Vous avez découvert l’obsidienne sur un île éolienne, vous vous êtes initié au travail du verre au CIRVA à Marseille, ce travail a été présenté en 1988 à Sète, où vous donnez aujourd’hui encore la primeur de nouvelles créations au CRAC, ce travail vous ramène toujours à la Méditerranée. Cela a-t-il un sens ?

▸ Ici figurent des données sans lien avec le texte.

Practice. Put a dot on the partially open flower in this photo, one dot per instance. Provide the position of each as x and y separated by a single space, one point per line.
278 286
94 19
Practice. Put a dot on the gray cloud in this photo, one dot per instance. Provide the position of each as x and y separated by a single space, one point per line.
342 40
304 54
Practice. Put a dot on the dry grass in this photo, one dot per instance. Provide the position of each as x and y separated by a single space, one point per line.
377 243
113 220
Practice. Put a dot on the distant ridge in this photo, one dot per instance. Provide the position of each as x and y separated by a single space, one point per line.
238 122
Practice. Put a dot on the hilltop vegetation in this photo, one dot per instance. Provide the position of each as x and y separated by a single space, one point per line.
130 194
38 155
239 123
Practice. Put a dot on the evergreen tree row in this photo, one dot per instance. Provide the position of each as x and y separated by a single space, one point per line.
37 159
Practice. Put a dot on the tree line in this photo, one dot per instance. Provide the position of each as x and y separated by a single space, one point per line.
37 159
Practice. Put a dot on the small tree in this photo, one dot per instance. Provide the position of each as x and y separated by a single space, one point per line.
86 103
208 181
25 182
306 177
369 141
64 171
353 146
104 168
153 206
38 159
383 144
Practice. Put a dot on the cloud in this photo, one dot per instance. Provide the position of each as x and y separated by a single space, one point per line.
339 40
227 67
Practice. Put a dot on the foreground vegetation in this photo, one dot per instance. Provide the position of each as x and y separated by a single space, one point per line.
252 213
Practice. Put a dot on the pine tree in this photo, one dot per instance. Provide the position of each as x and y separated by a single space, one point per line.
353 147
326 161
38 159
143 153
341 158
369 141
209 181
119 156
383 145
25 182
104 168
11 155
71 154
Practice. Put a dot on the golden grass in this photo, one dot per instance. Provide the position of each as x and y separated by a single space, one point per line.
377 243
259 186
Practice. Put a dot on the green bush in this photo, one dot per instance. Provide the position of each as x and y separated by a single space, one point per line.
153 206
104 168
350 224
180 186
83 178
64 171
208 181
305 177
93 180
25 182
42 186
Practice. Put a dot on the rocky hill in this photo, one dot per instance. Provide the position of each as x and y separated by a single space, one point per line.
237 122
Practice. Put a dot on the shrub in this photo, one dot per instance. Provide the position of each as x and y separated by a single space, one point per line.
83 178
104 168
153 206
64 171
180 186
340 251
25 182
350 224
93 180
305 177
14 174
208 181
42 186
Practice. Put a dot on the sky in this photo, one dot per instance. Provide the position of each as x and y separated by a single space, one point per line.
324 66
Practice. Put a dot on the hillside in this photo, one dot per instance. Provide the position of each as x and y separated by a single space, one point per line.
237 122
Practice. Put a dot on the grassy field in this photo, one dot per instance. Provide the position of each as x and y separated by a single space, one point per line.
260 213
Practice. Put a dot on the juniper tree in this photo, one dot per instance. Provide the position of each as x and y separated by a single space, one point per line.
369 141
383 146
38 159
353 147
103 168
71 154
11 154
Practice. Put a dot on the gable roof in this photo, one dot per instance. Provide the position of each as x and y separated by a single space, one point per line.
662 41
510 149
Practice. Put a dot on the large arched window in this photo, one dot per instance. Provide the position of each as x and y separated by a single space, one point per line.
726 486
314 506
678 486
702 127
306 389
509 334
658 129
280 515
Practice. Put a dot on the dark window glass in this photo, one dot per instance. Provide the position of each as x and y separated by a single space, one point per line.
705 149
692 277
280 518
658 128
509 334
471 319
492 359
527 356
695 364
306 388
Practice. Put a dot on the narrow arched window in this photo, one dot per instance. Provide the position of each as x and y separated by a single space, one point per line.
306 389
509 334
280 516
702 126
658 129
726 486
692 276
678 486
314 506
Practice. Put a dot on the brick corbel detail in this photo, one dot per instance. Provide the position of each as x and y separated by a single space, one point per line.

Je n’y avais pas pensé mais il est vrai que ce rapport à la Méditerranée est très important. J’ai été très proche de l’Espagne pendant des années puisqu’une partie de ma famille vit en Andalousie. J’ai vécu à Madrid, à Rome, à Naples. L’art est né en Méditerranée, c’est une chose que je sens en moi. En découvrant les musées en Grèce quand j’avais 14 ans, je me suis senti dans cette histoire-là. J’avais l’impression de venir de là, de ces histoires mythologiques. Je me sens méditerranéen et c’est toute la gageure aujourd’hui c’est d’être ancré dans une culture et en même temps d’être global et mondial. C’est aussi de se dire qu’on fait une œuvre qui est portée, nourrie par une identité forte, mais que cette identité n’empêche pas qu’elle soit relue par un asiatique, par un Américain du nord ou du sud, un Hawaïen… C’est ce que je tente dans mon travail : être complètement français et avoir un travail suffisamment ouvert pour qu’il soit lu à l’international. C’est la gageure de tout artiste aujourd’hui. Une œuvre d’art doit être globale.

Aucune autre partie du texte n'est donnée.